L'an dernier, Fon Victor Mukete avait un temps mis au devant de l'actualité pour avoir fait une déclaration que beaucoup avaient qualifiée de courageuse, au magasine Jeune Afrique . Il aurait alors affirmé dans les colonnes du journal de Béchir Ben Yahmed, à propos de la crise anglophone qui commençait alors à prendre des proportions inquiétantes : « si l'on s'était abstenu d'emprisonner des leaders modérés qui n'avaient en définitive que des revendications sociales. Si l'on s'était abstenu aussi de brider la parole des protagonistes des deux camps, celui des modérés comme celui des sécessionnistes ».

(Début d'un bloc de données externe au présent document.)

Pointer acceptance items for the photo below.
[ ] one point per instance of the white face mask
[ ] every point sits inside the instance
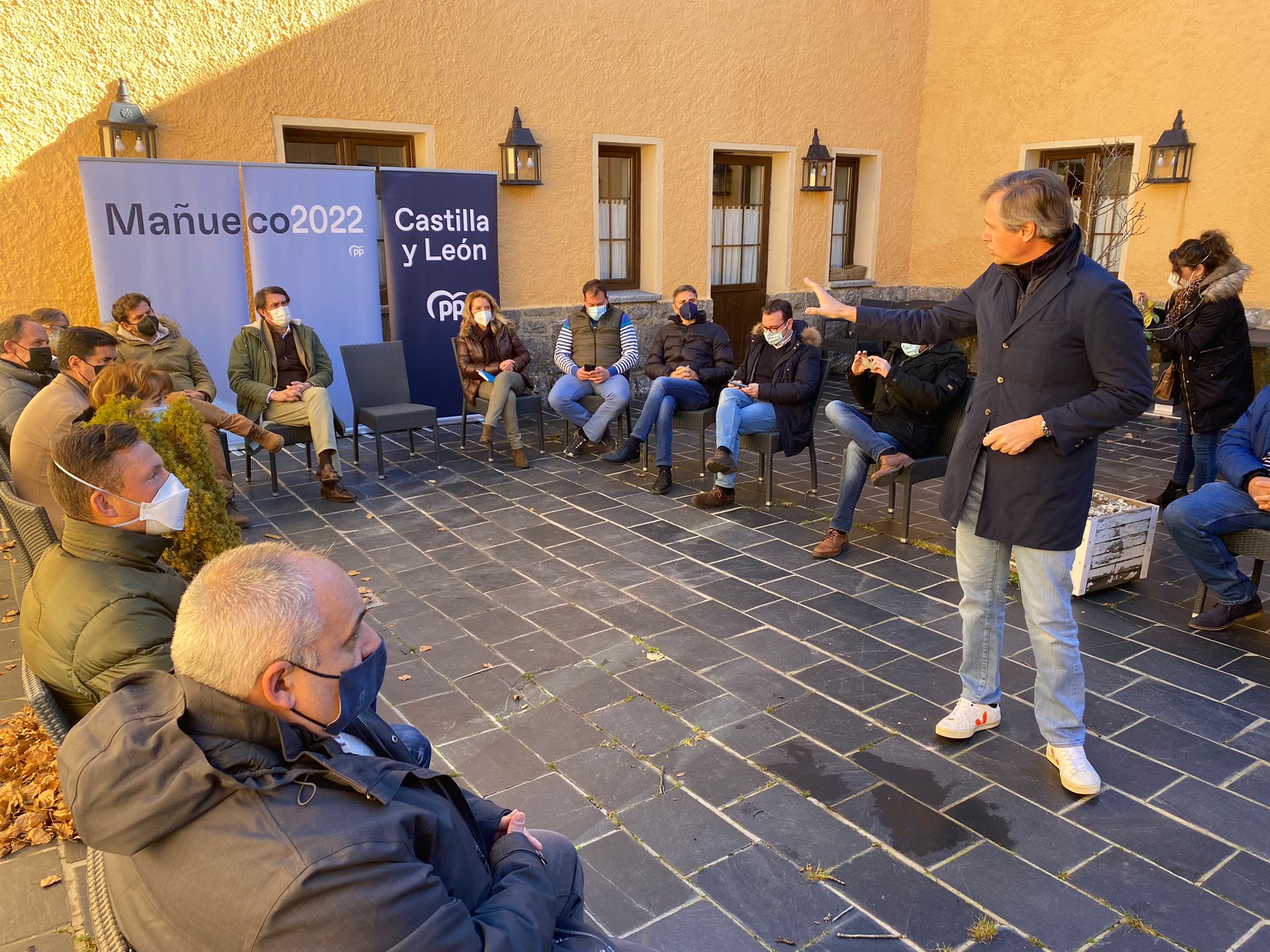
(163, 514)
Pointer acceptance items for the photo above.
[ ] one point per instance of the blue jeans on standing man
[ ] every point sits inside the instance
(666, 397)
(1198, 521)
(865, 447)
(569, 390)
(1046, 583)
(739, 414)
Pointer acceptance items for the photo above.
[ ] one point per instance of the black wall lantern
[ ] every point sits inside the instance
(125, 131)
(1170, 156)
(522, 155)
(817, 167)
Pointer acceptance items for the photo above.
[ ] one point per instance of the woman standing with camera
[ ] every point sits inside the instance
(1204, 339)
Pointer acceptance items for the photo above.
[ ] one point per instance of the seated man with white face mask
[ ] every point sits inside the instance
(281, 371)
(102, 603)
(902, 398)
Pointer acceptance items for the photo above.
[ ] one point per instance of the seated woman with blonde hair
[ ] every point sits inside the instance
(492, 361)
(155, 390)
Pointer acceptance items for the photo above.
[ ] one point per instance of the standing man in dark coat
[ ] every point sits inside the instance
(1062, 359)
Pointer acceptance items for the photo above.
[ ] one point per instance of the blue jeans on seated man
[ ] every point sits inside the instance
(1198, 521)
(739, 414)
(666, 397)
(865, 448)
(569, 390)
(1046, 584)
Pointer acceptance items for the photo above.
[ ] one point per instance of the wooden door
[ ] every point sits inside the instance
(742, 187)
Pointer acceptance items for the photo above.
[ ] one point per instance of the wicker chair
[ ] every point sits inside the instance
(1246, 542)
(381, 397)
(769, 443)
(525, 405)
(929, 467)
(106, 928)
(290, 437)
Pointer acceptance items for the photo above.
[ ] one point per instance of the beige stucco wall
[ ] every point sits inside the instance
(214, 74)
(1001, 75)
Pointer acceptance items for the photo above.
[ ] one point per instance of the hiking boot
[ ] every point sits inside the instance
(716, 498)
(578, 444)
(338, 493)
(626, 454)
(1173, 491)
(968, 719)
(1075, 770)
(1221, 617)
(831, 545)
(236, 517)
(269, 439)
(889, 467)
(722, 462)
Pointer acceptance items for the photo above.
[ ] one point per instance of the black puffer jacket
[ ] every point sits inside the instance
(1210, 348)
(908, 403)
(701, 346)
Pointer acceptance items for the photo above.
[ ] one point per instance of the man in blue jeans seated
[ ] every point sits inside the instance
(597, 346)
(774, 390)
(1197, 522)
(904, 394)
(689, 364)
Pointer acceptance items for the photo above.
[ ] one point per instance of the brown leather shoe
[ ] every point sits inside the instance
(831, 545)
(269, 439)
(889, 467)
(716, 498)
(338, 493)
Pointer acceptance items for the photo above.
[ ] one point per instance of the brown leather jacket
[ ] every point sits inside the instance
(486, 352)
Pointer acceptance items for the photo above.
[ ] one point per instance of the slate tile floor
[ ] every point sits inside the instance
(705, 710)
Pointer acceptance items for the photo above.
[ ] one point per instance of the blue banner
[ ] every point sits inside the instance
(311, 230)
(173, 231)
(440, 243)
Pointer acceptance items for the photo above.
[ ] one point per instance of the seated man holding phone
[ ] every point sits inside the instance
(774, 390)
(902, 395)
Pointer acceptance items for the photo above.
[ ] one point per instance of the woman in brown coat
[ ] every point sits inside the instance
(493, 359)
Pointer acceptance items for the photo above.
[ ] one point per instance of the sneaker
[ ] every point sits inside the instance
(1220, 617)
(578, 443)
(722, 462)
(1075, 770)
(968, 719)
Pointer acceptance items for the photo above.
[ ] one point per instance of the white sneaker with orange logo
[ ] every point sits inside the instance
(968, 719)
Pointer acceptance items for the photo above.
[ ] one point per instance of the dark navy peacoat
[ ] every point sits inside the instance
(1075, 353)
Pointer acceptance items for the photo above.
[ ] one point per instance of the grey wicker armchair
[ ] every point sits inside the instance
(934, 466)
(1246, 542)
(769, 443)
(381, 397)
(291, 436)
(525, 404)
(106, 928)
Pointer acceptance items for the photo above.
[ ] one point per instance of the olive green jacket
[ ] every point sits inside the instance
(99, 606)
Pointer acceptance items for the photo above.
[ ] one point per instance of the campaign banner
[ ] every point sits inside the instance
(440, 243)
(172, 231)
(311, 231)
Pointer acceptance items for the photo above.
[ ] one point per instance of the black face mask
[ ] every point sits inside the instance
(40, 359)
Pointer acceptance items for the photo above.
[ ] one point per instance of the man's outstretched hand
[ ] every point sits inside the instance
(515, 823)
(830, 306)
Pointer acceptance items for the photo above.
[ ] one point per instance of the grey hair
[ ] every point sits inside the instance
(248, 609)
(1034, 196)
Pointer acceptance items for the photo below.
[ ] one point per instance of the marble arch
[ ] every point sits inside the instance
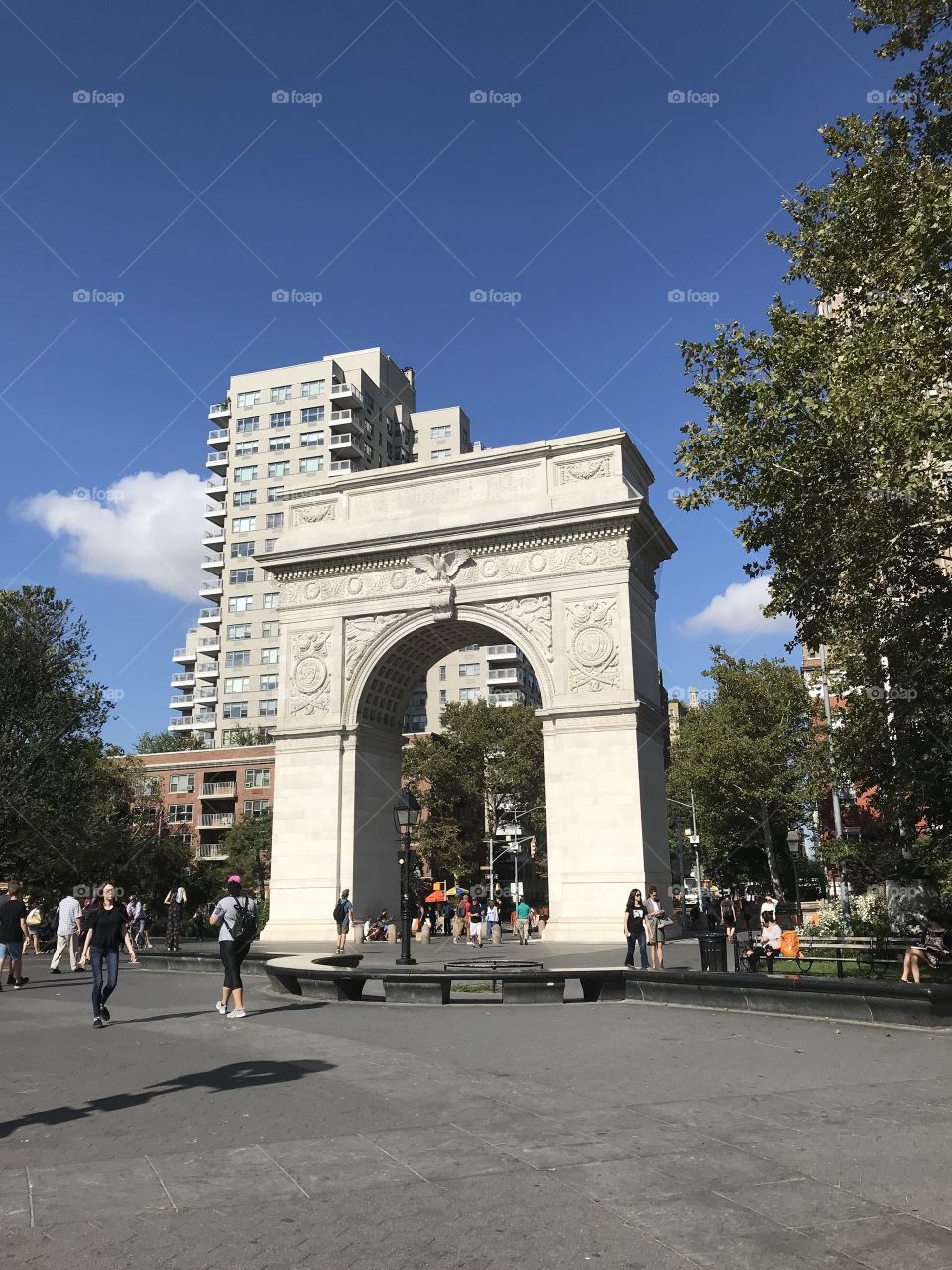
(551, 547)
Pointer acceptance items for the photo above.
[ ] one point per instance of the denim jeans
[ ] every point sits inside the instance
(103, 959)
(643, 951)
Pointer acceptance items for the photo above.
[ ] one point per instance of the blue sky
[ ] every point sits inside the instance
(194, 195)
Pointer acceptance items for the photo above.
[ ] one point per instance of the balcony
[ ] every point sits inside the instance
(345, 393)
(345, 444)
(216, 820)
(220, 789)
(211, 851)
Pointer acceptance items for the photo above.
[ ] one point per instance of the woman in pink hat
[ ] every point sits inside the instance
(238, 917)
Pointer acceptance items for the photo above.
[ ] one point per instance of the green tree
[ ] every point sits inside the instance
(169, 742)
(468, 778)
(753, 762)
(249, 847)
(830, 432)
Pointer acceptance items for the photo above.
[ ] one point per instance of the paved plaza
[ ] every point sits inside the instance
(313, 1135)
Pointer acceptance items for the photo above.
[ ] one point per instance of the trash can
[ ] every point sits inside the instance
(712, 947)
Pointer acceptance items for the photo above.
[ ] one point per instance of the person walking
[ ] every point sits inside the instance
(67, 929)
(634, 930)
(522, 920)
(176, 902)
(238, 916)
(107, 930)
(13, 934)
(341, 916)
(655, 919)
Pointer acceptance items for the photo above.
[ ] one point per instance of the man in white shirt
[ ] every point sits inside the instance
(67, 928)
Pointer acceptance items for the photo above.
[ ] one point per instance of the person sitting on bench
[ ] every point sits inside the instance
(770, 945)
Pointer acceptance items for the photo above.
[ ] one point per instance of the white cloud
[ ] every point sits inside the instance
(146, 529)
(738, 611)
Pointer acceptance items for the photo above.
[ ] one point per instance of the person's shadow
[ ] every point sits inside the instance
(231, 1078)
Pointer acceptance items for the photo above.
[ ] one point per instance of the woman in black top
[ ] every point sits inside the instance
(634, 930)
(107, 929)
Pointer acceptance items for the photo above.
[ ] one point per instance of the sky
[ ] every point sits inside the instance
(604, 171)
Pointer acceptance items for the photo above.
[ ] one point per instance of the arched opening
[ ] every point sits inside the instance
(377, 705)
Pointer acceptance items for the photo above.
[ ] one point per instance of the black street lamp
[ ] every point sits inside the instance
(407, 813)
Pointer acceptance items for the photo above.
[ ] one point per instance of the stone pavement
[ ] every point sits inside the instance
(312, 1135)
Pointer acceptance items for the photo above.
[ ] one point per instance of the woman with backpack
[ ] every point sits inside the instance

Quelques semaines plus tard, cet ancien ministre du gouvernement de Tafawa Balewa à la fin des années 1950 quand l'ancien Western Cameroon, seulement territoire sous tutelle de la Grande Bretagne, était encore rattaché à la colonie britannique du Nigeria, mais aussi acteur historique de la réunification dans les années 1960 des deux Cameroun (anglophone et francophone), bottait en touche et rejetait tout en bloc. Il n'avait jamais accordé d'interview à Jeune Afrique, et les propos à lui attribués, dans les formes tels qu'ils avaient été restitués par le journal, n'étaient que pure déduction ou déformation de journaliste lui faisant dire ce qu'il voulait entendre, avait-on lu dans les journaux relayant les mises au point des membres de sa famille qui disaient parler «pour le vieux ». Avec son autorisation, bien sûr.